We stayed on the boat long enough to watch the sunset as we pulled into The Seraya. It was such a serene and peaceful return home. We were so lucky to witness manta rays, reef sharks, turtles, cuttlefish and so much more swimming in their natural habitat. The best thing about booking activities with The Seraya is that you can do as little or as much as you like.
There is an entry fee into Komodo National Park–where Padar Island, Pink Beach and Komodo Island are located–which you pay per person, per day on top of the daily rental fee for the boat. So make you sure you bring enough cash with you as it needs to be paid in cash and as you can imagine, there are no ATMs in the national park area.

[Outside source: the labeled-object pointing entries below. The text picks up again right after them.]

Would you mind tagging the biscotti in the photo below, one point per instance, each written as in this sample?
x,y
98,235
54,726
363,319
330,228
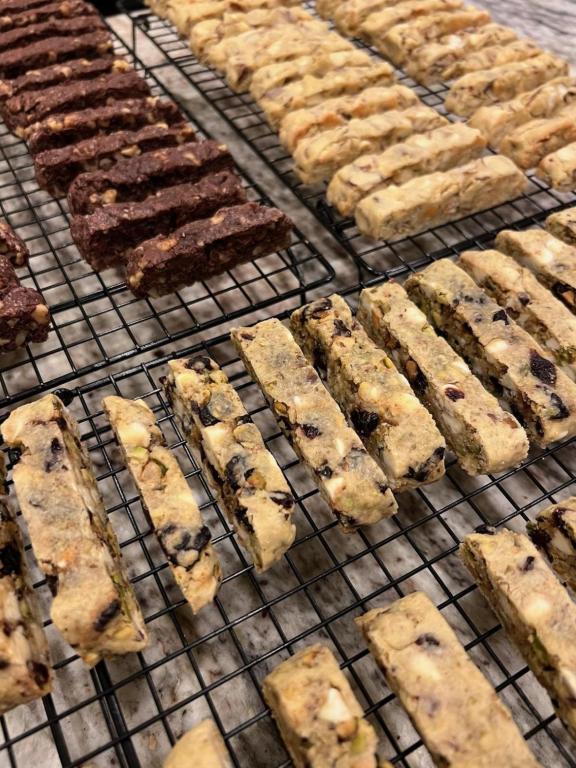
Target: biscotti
x,y
206,247
397,430
464,723
167,499
317,714
506,358
25,672
534,608
249,482
94,606
435,199
349,480
483,436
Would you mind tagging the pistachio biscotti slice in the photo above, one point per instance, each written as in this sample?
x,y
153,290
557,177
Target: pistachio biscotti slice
x,y
251,485
484,437
168,499
348,478
94,605
463,722
317,713
397,430
534,608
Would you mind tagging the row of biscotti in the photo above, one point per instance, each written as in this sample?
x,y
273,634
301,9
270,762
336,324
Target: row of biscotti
x,y
131,164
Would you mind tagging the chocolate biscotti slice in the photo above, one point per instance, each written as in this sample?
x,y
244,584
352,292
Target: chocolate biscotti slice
x,y
349,480
507,359
57,168
206,247
104,237
25,672
552,260
134,178
94,605
241,469
167,499
554,532
200,747
397,430
527,301
534,608
62,130
483,436
317,713
464,722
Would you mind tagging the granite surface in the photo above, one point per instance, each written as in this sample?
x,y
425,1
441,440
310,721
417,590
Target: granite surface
x,y
299,615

As all meals are included during your stay, you don’t really have to worry about what to eat as they take care of it for you. Every third evening, they have a fish barbecue–a communal fresh seafood barbecue where all the guests sit at a long table and dine together. Besides giant fish, there is a selection of salads, vegetables, rice, and some delicious vegan options available as well which was truly delicious. We recommend arriving before dinner time to enjoy the sunset over the restaurant and ocean in the background.

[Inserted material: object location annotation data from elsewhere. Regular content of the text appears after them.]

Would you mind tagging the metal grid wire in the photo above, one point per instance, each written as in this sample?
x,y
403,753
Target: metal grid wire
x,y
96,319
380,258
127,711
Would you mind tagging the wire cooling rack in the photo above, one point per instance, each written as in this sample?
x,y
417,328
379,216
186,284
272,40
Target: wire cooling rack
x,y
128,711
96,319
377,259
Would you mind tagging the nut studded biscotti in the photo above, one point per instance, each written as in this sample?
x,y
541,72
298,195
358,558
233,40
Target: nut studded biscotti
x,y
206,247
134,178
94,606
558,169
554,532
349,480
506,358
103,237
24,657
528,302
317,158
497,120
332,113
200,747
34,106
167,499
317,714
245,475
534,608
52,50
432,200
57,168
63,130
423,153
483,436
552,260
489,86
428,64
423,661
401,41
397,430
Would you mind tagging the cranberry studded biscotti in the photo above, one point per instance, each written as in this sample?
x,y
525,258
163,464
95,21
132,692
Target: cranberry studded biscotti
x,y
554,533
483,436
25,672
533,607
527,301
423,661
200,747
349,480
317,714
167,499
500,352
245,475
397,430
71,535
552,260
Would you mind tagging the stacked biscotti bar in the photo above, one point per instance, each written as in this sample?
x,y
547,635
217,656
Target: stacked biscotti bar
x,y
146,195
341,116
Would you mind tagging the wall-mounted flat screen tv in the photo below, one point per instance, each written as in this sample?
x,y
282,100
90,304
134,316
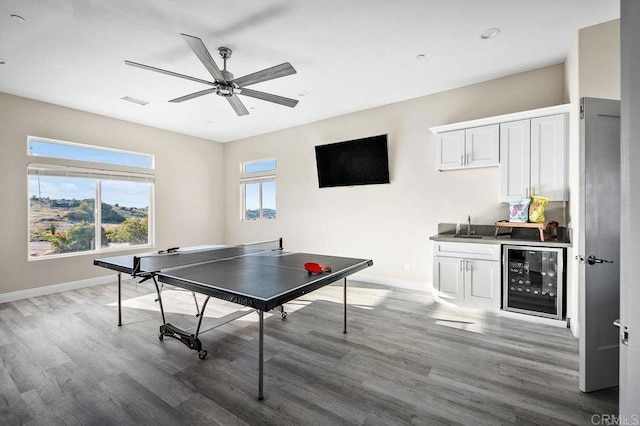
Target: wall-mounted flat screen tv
x,y
356,162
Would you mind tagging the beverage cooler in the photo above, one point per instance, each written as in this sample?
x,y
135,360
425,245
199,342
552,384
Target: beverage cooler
x,y
533,281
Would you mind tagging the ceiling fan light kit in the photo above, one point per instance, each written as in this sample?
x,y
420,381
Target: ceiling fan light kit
x,y
224,84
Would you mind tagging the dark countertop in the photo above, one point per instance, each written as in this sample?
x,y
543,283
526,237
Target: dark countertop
x,y
484,234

Breakfast is also served at the same restaurant and you have a few different options available depending on the day. There is also an ala carte menu if you would like to order additional items at an extra cost. Honestly speaking though, we were very satisfied with what was offered and always finished our meals with full bellies. During the daytime, the giant manta ray shaped roof made entirely of bamboo is more visible along with the architectural elements and design of the restaurant.

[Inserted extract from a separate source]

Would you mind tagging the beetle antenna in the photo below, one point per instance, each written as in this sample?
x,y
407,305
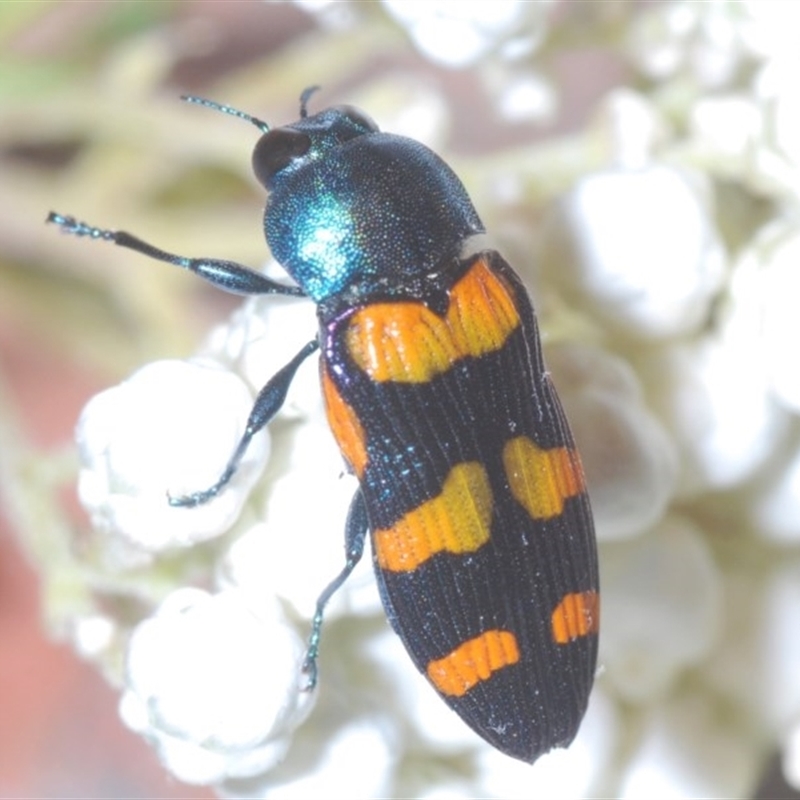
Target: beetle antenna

With peaceful views over the gorgeous Komodo National Park islands, this hidden gem was everything we could have asked for. After our trip, we felt fully rested, relaxed and recharged which is precisely how you should feel after spending a week on an island.
HOW TO GET THERE
There are no directs flights to Komodo Island from Hong Kong or Macau. If you are planning to visit Komodo Island, you will need to take a flight first to Denpasar Bali (which has more connecting flights to Labuan Bajo). Labuan Bajo is only a one hour flight from Bali. Get to Hong Kong International Airport by bus via the HKZMB (Hong Kong-Zhuhai-Macau Bridge) and or take a ferry directly to the airport, but do note that there are only three ferries per day.
Also read: Surf’s Up: What to Do in Uluwatu, Bali
Depending on your citizenship, you might need a visa to enter Indonesia. If that’s the case, just follow the instructions on the consulate website and apply at the Visa Application Centre in Hong Kong. If you are a citizen of one of the countries from this list, you can apply for a free e-visa.